On the other hand, two other Arabian Nights stories, "The Merchant and the Thief" and "Ali Khwaja", contain two of the earliest fictional detectives, who uncover clues and present evidence to catch or convict a criminal known to the audience, with the story unfolding in normal chronology and the criminal already known to the audience. The latter involves a climax where the titular detective protagonist Ali Khwaja presents evidence from expert witnesses in a court.

===Early Chinese===
Gong'an fiction (公案小说, literally："case records of a public law court") is an early genre of Chinese detective fiction.

Some well-known stories include the Yuan dynasty story Circle of Chalk (Chinese: 灰闌記), the Ming dynasty story collection Bao Gong An (Chinese: 包公案) and the 18th century Di Gong An (Chinese: 狄公案) story collection. The latter was translated into English as Celebrated Cases of Judge Dee by Dutch sinologist Robert Van Gulik, who then used the style and characters to write the original Judge Dee series.

The hero/detective of these novels was typically a traditional judge or similar official based on historical personages such as Judge Bao (Bao Qingtian) or Judge Dee (Di Renjie).
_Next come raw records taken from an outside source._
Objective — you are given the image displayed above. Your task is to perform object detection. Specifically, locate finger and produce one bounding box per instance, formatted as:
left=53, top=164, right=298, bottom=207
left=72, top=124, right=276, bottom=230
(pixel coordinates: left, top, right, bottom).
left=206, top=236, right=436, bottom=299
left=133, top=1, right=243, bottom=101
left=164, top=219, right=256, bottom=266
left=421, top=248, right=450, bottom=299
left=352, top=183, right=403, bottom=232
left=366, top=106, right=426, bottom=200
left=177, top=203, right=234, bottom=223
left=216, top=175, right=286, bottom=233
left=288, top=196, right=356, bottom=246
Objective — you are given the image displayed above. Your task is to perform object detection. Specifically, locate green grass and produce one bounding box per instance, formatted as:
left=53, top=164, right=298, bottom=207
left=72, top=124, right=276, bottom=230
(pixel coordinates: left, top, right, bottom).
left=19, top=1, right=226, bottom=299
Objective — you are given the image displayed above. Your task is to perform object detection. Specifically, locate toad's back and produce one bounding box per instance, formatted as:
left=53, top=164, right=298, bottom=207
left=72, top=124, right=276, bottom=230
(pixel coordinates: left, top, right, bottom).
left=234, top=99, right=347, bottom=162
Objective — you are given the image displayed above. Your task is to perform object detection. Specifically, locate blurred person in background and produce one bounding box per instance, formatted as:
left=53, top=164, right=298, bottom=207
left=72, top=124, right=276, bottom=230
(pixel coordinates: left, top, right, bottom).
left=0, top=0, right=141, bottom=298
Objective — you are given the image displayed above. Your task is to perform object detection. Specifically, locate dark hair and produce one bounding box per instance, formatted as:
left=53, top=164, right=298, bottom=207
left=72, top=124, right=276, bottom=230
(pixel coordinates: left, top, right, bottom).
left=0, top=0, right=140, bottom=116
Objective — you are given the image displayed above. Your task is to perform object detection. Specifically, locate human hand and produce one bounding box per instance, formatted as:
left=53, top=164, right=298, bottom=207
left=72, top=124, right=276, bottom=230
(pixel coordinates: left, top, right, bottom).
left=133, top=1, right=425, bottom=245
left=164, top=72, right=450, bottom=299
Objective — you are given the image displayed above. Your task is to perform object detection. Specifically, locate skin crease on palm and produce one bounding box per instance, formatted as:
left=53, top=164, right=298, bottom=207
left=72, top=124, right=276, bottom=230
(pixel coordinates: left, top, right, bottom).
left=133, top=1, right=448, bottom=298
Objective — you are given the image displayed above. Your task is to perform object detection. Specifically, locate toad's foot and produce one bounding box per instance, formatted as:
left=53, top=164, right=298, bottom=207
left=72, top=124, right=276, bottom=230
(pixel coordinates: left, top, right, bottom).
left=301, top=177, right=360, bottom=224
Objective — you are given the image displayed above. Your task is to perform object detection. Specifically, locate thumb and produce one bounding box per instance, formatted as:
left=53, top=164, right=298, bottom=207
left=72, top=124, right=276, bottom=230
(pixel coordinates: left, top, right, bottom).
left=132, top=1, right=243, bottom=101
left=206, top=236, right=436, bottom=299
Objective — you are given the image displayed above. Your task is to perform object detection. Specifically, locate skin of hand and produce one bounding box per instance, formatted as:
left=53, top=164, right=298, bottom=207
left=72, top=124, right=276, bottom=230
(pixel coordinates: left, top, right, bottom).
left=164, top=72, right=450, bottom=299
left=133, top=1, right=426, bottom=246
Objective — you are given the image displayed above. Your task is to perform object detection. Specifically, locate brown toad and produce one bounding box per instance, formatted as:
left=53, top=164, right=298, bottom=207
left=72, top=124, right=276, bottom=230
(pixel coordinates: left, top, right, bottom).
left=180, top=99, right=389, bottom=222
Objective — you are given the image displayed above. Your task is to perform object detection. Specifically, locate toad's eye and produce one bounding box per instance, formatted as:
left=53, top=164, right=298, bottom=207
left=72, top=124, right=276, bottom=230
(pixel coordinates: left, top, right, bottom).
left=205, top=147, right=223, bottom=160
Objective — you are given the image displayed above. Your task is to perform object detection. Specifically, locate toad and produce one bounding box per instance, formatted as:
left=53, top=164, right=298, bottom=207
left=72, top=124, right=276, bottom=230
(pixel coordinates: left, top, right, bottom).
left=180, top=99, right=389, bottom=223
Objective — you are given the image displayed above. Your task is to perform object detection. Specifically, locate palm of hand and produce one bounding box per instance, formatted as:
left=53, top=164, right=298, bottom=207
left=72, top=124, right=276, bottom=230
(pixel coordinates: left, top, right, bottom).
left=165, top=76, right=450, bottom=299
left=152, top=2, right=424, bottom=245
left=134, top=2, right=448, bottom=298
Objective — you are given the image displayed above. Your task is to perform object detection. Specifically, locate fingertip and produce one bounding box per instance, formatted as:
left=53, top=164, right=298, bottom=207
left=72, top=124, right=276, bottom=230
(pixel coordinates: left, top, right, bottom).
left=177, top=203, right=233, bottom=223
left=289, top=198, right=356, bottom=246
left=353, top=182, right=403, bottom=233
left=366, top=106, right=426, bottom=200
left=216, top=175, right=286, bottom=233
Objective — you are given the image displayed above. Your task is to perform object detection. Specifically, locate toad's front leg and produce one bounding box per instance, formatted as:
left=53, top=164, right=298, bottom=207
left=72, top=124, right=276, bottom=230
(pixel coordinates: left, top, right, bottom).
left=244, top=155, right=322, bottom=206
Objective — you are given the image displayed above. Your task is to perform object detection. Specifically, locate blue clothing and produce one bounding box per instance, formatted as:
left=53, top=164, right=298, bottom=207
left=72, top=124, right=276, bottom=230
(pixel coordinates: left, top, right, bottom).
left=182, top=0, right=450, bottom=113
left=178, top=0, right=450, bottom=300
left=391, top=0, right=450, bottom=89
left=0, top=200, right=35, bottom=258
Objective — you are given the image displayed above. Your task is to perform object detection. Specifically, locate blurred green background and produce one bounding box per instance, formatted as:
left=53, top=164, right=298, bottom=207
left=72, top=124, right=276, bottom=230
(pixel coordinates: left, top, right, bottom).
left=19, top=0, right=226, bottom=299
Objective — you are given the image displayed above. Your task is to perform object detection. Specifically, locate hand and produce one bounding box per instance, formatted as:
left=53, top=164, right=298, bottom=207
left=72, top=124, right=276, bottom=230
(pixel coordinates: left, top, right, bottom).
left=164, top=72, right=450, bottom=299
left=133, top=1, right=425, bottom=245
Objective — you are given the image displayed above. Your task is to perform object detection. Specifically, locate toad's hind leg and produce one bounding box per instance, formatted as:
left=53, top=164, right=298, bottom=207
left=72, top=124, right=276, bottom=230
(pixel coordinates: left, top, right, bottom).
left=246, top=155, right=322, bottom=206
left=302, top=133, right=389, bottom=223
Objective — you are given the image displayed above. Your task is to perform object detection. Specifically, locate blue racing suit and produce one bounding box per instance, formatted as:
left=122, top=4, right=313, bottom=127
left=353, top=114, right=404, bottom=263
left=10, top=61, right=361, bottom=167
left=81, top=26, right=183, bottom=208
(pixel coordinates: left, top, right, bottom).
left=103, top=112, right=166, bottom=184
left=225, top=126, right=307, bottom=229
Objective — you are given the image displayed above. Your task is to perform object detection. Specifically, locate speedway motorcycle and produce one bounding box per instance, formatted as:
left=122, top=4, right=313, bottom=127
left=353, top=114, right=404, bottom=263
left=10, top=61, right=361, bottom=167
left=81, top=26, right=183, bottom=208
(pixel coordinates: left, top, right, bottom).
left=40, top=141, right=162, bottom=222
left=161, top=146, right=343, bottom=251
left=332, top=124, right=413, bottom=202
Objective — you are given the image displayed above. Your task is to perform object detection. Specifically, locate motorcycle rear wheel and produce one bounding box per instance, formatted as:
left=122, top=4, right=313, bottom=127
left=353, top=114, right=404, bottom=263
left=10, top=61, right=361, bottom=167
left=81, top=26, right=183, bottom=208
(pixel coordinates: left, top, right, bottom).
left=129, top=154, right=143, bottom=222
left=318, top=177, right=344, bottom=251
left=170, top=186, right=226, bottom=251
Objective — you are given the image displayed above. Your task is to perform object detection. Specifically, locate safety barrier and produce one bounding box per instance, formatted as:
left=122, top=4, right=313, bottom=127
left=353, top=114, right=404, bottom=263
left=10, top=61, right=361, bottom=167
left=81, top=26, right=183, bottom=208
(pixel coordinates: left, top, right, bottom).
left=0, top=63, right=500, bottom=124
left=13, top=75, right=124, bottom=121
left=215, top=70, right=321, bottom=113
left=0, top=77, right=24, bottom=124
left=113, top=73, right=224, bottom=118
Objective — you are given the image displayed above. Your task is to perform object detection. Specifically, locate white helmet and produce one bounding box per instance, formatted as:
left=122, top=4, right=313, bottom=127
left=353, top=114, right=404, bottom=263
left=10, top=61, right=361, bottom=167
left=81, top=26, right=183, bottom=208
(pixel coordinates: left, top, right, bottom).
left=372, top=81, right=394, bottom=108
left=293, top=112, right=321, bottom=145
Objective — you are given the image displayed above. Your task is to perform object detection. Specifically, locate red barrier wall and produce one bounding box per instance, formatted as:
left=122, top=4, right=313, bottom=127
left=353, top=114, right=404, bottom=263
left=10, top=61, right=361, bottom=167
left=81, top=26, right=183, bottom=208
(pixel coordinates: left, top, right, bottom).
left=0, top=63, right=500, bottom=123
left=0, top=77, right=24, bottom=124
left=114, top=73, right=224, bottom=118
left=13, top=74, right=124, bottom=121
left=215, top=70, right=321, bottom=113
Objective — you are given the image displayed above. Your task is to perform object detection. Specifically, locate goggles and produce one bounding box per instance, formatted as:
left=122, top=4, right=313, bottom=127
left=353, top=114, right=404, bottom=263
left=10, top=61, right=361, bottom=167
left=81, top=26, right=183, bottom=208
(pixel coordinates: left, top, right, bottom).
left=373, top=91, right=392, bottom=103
Although the historical characters may have lived in an earlier period (such as the Song or Tang dynasty) most stories are written in the later Ming or Qing dynasty period.

These novels differ from the Western tradition in several points as described by Van Gulik:

- The detective is the local magistrate who is usually involved in several unrelated cases simultaneously;
- The criminal is introduced at the very beginning of the story and his crime and reasons are carefully explained, thus constituting an inverted detective story rather than a "puzzle";
- The stories have a supernatural element with ghosts telling people about their death and even accusing the criminal;
- The stories are filled with digressions into philosophy, the complete texts of official documents, and much more, resulting in long books; and
- The novels tend to have a huge cast of characters, typically in the hundreds, all described with their relation to the various main actors in the story.

Van Gulik chose Di Gong An to translate because in his view it was closer to the Western literary style and more likely to appeal to non-Chinese readers.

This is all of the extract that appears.